Perhaps Ephesians chapter 3 verse 20 offers us an insight into what this sign is telling us. ‘By the power at work within us’ says the writer, God ‘is able to accomplish abundantly far more than all we can ask or imagine.’

The feeding of the 5,000 was certainly far beyond what Jesus’ first disciples could have asked or imagined. Philip said, ‘Six months’ wages would not buy enough bread for each of these people to get even a little!’ And yet Jesus was able to feed the crowd because of God’s power flowing through him. Not only that, but he was also able to accomplish it abundantly; there was a superfluity of God’s power at work here, leading to twelve baskets of leftovers.

So what’s the message for us - is it that on the journey with Jesus we have to expect the impossible, to learn not to worry too much about having the resources to finish the task when we set out, to be prepared to have our imaginations stretched and our horizons broadened? Do we sometimes fail because we are too cautious, too reluctant, too calculating?
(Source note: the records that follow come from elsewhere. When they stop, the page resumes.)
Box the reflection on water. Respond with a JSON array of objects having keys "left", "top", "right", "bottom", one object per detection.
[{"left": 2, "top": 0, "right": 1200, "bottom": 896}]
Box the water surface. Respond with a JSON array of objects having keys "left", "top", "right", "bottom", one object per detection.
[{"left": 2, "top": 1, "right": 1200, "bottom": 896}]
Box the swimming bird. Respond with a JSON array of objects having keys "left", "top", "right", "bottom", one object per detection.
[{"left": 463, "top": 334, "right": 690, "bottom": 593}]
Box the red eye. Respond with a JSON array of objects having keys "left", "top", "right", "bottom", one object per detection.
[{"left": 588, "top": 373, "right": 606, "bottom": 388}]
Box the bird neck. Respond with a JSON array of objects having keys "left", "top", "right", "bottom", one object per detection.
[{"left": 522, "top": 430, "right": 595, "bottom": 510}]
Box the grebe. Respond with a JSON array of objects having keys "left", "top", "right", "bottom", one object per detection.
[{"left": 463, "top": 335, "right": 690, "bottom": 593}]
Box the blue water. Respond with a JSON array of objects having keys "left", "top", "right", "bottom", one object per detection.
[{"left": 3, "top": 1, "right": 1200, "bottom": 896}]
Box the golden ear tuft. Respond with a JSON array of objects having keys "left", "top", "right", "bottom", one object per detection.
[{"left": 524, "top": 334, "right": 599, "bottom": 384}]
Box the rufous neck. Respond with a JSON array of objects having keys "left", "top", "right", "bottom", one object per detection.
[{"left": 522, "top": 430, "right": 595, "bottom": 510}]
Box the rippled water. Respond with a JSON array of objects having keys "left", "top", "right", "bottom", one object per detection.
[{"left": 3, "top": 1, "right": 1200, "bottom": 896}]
Yet sometimes Jesus says, ‘Don’t set out to build a tower unless you have the resources to finish it, don’t go out against an army unless you have overwhelming odds on your side.’ How does that advice square with the story of the feeding of the 5,000? Feeding a lot of people, especially feeding those in genuine need - in the middle of a famine, for instance - is a huge logistical task and it actually takes a lot of foresight and planning.
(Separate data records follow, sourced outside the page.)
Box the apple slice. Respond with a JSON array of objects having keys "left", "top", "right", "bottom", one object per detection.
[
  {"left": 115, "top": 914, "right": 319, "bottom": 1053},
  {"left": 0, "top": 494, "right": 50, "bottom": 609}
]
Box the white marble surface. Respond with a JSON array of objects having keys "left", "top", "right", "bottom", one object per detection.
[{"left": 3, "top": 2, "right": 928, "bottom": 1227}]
So maybe the message is that - as often as possible - we should be like the boy. I’m always amazed when people go out and buy their lunch every day when they could save a fortune by packing up a sandwich. We should all take rations with us for the journey with Jesus, and be prepared to top them up when we can. But there will be times, as he says, when it is essential instead to travel light, to take no pack on our back, no sandwich box and thermos flask. There will be times when, to grasp the opportunities that are presented to us, we must be prepared to take risks and believe that God can ‘accomplish abundantly far more than all we can ask or imagine.’